Dr. John F. Fanselow is the classroom mentor/co-explorer you always wanted, whether you are teaching English as a second or foreign language or simply wanting to make your classroom instruction more engaging. The author of the groundbreaking book Breaking Rules challenges you to really notice what you are doing in your classroom, offers alternative activities to make your teaching more engaging, and then shows you how the activities work in videos with actual students.
"One could well teach English for a lifetime with no other ESOL book than this." Robert Oprandy, Professor Emeritus, University of the Pacific
Small Changes in Teaching Big Results in Learning is simple enough to use as a textbook for beginning teachers in a teacher preparation course, challenging enough for experienced teachers to use for personal professional development, and the perfect companion for teachers who want to more deeply understand their reflective practice.

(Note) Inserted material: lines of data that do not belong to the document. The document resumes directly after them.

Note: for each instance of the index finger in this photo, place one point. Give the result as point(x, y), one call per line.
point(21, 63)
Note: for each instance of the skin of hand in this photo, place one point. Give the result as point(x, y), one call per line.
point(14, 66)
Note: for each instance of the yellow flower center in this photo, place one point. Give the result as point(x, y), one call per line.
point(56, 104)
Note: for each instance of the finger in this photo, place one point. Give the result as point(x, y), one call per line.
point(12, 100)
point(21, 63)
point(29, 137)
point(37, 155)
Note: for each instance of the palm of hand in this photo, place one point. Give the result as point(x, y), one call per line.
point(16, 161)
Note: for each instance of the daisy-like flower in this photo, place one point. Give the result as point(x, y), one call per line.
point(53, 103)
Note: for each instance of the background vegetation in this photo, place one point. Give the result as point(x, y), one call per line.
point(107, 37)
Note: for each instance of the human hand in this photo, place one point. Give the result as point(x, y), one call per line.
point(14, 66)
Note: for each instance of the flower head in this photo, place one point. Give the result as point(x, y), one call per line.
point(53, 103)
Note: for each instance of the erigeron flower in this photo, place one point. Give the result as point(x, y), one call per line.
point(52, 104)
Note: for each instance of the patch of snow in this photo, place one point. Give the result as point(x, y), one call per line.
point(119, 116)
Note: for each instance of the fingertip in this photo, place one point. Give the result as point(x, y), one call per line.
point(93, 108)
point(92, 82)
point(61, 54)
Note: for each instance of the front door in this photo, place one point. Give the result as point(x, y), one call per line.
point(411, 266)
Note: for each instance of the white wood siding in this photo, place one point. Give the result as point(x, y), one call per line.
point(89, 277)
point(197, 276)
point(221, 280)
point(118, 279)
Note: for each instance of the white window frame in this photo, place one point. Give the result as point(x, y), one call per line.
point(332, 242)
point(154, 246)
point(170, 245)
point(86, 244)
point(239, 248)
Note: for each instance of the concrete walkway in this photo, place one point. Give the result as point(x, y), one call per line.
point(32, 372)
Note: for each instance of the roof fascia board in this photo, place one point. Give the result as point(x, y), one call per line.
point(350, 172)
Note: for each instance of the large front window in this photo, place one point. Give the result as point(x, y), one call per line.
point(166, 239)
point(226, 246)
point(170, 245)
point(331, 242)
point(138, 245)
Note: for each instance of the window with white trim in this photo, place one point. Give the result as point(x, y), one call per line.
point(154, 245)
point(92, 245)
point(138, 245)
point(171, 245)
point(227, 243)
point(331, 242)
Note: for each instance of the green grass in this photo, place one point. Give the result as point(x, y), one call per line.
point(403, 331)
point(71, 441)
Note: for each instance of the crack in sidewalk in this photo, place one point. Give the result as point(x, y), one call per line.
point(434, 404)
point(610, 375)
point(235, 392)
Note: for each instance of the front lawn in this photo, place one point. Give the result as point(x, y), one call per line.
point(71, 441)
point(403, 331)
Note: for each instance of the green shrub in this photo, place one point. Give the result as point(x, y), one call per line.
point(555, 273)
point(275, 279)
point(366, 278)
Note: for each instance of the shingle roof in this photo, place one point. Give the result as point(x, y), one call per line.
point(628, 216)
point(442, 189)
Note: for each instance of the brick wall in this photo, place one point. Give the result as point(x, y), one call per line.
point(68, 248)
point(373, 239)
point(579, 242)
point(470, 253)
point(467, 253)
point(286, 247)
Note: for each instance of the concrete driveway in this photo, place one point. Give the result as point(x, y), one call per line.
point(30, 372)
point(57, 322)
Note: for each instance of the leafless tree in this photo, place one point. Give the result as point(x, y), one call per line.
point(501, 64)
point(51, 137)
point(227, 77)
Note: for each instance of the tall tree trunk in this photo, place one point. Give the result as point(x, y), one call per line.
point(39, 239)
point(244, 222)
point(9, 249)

What we and our students want to do, what we actually do, and what we think we do are different. The activities, essays and videos in Small Changes will enable you to decrease the gap between wanting, doing and thinking.

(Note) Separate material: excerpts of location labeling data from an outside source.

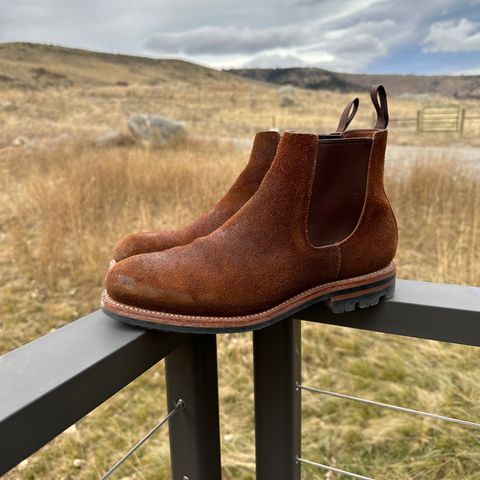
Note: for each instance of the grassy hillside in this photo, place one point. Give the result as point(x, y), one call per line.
point(466, 87)
point(33, 66)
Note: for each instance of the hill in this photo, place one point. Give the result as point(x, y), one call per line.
point(37, 66)
point(466, 87)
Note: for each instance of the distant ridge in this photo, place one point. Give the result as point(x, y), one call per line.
point(37, 66)
point(317, 78)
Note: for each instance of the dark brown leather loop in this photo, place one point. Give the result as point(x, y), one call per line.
point(348, 115)
point(378, 92)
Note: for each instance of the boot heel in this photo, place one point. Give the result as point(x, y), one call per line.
point(362, 297)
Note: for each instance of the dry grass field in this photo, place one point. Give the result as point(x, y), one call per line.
point(64, 202)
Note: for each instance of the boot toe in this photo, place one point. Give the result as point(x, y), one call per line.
point(134, 282)
point(138, 243)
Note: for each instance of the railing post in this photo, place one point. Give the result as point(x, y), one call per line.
point(191, 374)
point(277, 366)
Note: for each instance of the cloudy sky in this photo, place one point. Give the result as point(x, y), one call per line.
point(376, 36)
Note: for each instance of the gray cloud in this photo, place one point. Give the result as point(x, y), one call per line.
point(453, 36)
point(230, 39)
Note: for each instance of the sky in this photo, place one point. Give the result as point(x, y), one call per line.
point(359, 36)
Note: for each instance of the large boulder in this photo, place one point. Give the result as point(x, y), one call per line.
point(156, 130)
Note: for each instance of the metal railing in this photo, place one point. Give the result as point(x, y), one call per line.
point(52, 382)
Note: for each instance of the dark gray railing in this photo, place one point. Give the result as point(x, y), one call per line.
point(50, 383)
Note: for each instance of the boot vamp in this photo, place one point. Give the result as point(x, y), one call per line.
point(237, 270)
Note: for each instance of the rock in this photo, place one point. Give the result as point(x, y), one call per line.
point(156, 130)
point(114, 139)
point(23, 464)
point(79, 463)
point(20, 141)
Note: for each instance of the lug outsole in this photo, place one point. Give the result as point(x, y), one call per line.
point(341, 297)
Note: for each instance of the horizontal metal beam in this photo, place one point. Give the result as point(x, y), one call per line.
point(448, 313)
point(50, 383)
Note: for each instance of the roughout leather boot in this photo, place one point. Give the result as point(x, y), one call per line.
point(319, 229)
point(261, 157)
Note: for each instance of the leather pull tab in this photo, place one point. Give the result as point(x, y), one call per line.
point(379, 100)
point(348, 115)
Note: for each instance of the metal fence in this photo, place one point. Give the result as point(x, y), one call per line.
point(52, 382)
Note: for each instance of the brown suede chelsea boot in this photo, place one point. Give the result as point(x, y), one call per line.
point(261, 157)
point(319, 229)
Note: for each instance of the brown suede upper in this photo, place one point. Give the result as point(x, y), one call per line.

The approach in Small Changes is at once simple and challenging:
- You watch videos introducing new activities and types of feedback.

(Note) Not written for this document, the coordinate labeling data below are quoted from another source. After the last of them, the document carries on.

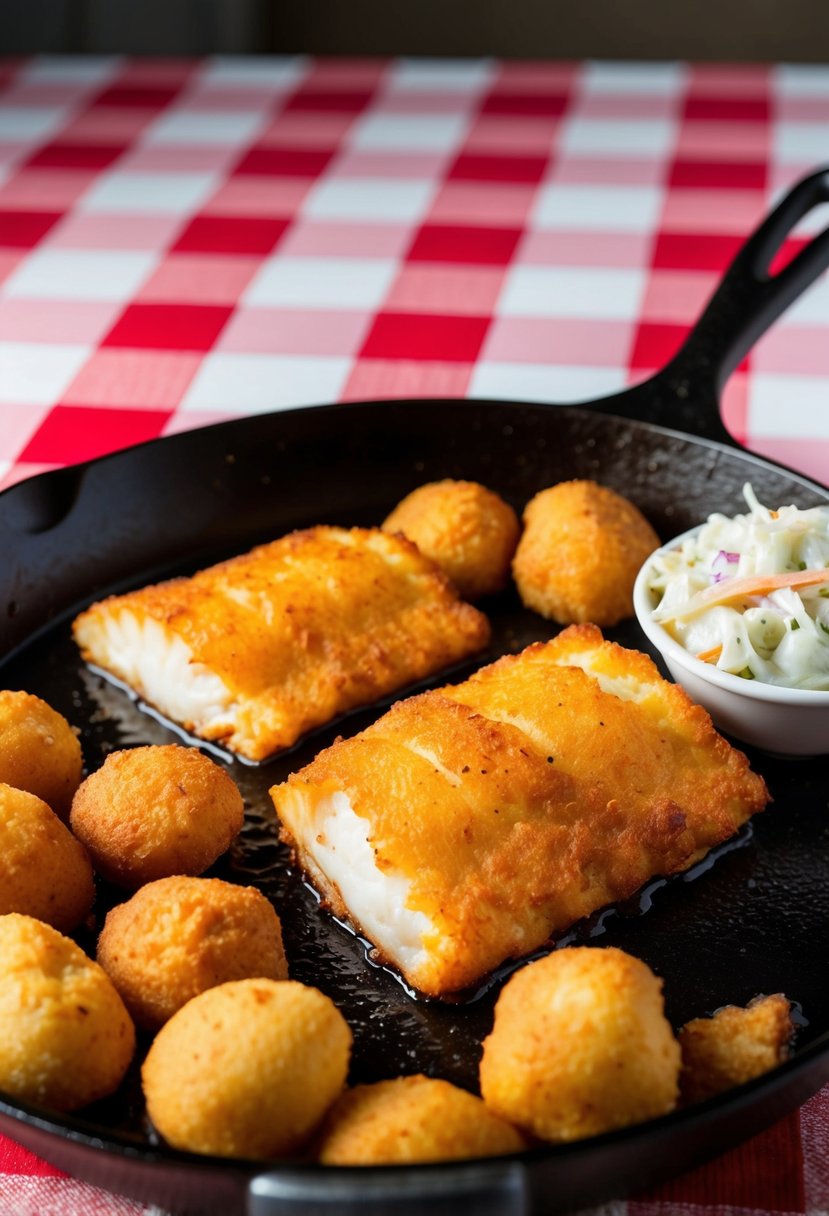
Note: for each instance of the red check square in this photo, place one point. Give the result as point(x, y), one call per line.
point(718, 174)
point(168, 326)
point(694, 251)
point(74, 156)
point(286, 162)
point(655, 344)
point(728, 110)
point(230, 234)
point(23, 230)
point(471, 167)
point(419, 336)
point(522, 103)
point(479, 246)
point(72, 433)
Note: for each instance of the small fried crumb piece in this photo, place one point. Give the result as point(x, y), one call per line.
point(733, 1046)
point(412, 1119)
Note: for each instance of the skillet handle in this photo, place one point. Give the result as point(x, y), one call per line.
point(498, 1189)
point(686, 394)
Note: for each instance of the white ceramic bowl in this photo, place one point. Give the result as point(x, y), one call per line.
point(787, 721)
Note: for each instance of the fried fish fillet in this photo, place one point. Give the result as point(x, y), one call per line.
point(468, 825)
point(259, 649)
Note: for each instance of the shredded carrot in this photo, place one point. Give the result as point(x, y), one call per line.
point(753, 585)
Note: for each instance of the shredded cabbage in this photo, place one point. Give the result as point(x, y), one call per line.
point(770, 632)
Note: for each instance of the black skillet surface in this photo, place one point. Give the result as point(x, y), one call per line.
point(753, 919)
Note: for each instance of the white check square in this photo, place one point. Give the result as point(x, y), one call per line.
point(409, 133)
point(259, 383)
point(29, 124)
point(598, 208)
point(788, 406)
point(38, 373)
point(178, 193)
point(370, 198)
point(650, 138)
point(80, 274)
point(321, 282)
point(601, 76)
point(191, 127)
point(571, 292)
point(254, 71)
point(445, 76)
point(540, 382)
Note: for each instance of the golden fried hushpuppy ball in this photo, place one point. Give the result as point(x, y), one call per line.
point(412, 1119)
point(733, 1046)
point(39, 750)
point(247, 1069)
point(580, 1046)
point(66, 1039)
point(154, 811)
point(44, 870)
point(580, 552)
point(179, 936)
point(469, 532)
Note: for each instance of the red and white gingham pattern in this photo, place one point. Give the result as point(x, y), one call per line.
point(187, 241)
point(182, 242)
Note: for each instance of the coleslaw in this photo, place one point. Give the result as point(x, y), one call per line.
point(750, 594)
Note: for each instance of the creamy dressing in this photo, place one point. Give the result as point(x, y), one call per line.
point(759, 630)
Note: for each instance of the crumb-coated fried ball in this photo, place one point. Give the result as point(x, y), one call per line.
point(154, 811)
point(179, 936)
point(469, 532)
point(580, 552)
point(247, 1069)
point(412, 1119)
point(66, 1039)
point(44, 870)
point(39, 750)
point(580, 1046)
point(733, 1046)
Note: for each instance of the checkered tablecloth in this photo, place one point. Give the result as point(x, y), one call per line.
point(182, 242)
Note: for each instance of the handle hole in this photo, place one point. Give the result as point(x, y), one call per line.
point(805, 230)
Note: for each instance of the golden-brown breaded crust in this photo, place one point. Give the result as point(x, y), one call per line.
point(306, 628)
point(580, 1046)
point(179, 936)
point(580, 552)
point(526, 798)
point(154, 811)
point(44, 870)
point(412, 1119)
point(468, 530)
point(66, 1039)
point(733, 1046)
point(39, 752)
point(247, 1069)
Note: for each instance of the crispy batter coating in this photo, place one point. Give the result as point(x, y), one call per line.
point(39, 750)
point(154, 811)
point(247, 1069)
point(580, 552)
point(412, 1119)
point(258, 651)
point(467, 529)
point(179, 936)
point(44, 870)
point(66, 1039)
point(497, 812)
point(580, 1046)
point(733, 1046)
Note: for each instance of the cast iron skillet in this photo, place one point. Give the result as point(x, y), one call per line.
point(751, 921)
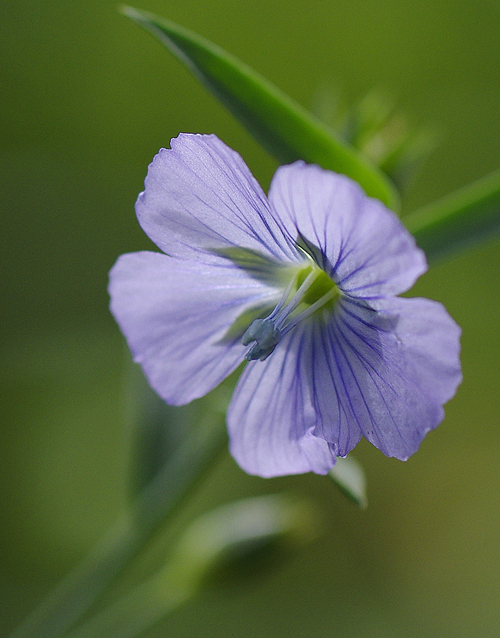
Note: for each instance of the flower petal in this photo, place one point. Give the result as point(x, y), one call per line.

- You read more about the activities you saw in action.
- You try them out in your own classes.
As you master the activities and types of feedback introduced in this book, you will be able to move from teaching as a ritual to teaching as discovery. You will decrease the time you spend making lesson plans, quizzes and tests, looking for the ideal syllabus, and preparing worksheets and handouts and, as a result, you will have more time to analyze transcriptions and video clips of what you and your students are doing.
"I have had 'many jobs, but only one career: a love affair with an attempt to understand what the hell we are doing as teachers 'in minutely organized particulars' and from multiple perspectives." (Remarks by John F. Fanselow when the President of Teachers College presented him with the Teachers College, Columbia University Distinguished Alumni Award in 2005.)